Sounds like nothing particularly unusual or alarming. Researchers found a few thousand images that could be illegal that were referenced by it, told LAION about it, and LAION pulled the database down temporarily while checking and removing them. A few thousand images out of five billion is not significant.
There’s also the persistent misunderstanding of what the LAION database is, which is even perpetuated by the paper itself (making me suspicious of the researchers’ motivations since they surely know better). The paper says: “We find that having possession of a LAION‐5B dataset populated even in late 2023 implies the possession of thousands of illegal images—not including all of the intimate imagery published and gathered non‐consensually, the legality of which is more variable by jurisdiction,” When the LAION-5B dataset doesn’t actually have any pictures at all in. It’s purely a list of URLs pointing at images that are on the Internet, each with text describing them. Possessing the dataset doesn’t make you in possession of any of those images.

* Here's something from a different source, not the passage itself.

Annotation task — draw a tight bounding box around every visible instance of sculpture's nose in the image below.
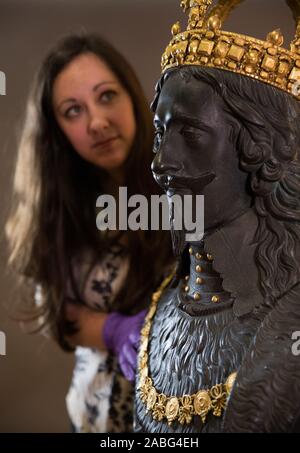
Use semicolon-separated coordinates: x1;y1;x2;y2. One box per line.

Edit: Yeah, down at the bottom of the article I see the researcher state that in his opinion LAION-5B shouldn’t even exist and use inaccurate emotionally-charged language about how AI training data is “stolen.” So there’s the motivation I was suspicious of.
deleted
“Taking” is doing a lot of work there, and fundamentally the issue at heart.
deleted
“Copyright violation” is probably the wording you’re looking for. Copyright violation is not taking or theft or stealing or any of those other words - it’s copyright violation.
Whether training an AI on a copyrighted work without permission of the copyright holder is a violation of copyright is something that is debatable. But it most definitely is not stealing or theft. Theft is covered by completely different laws.
deleted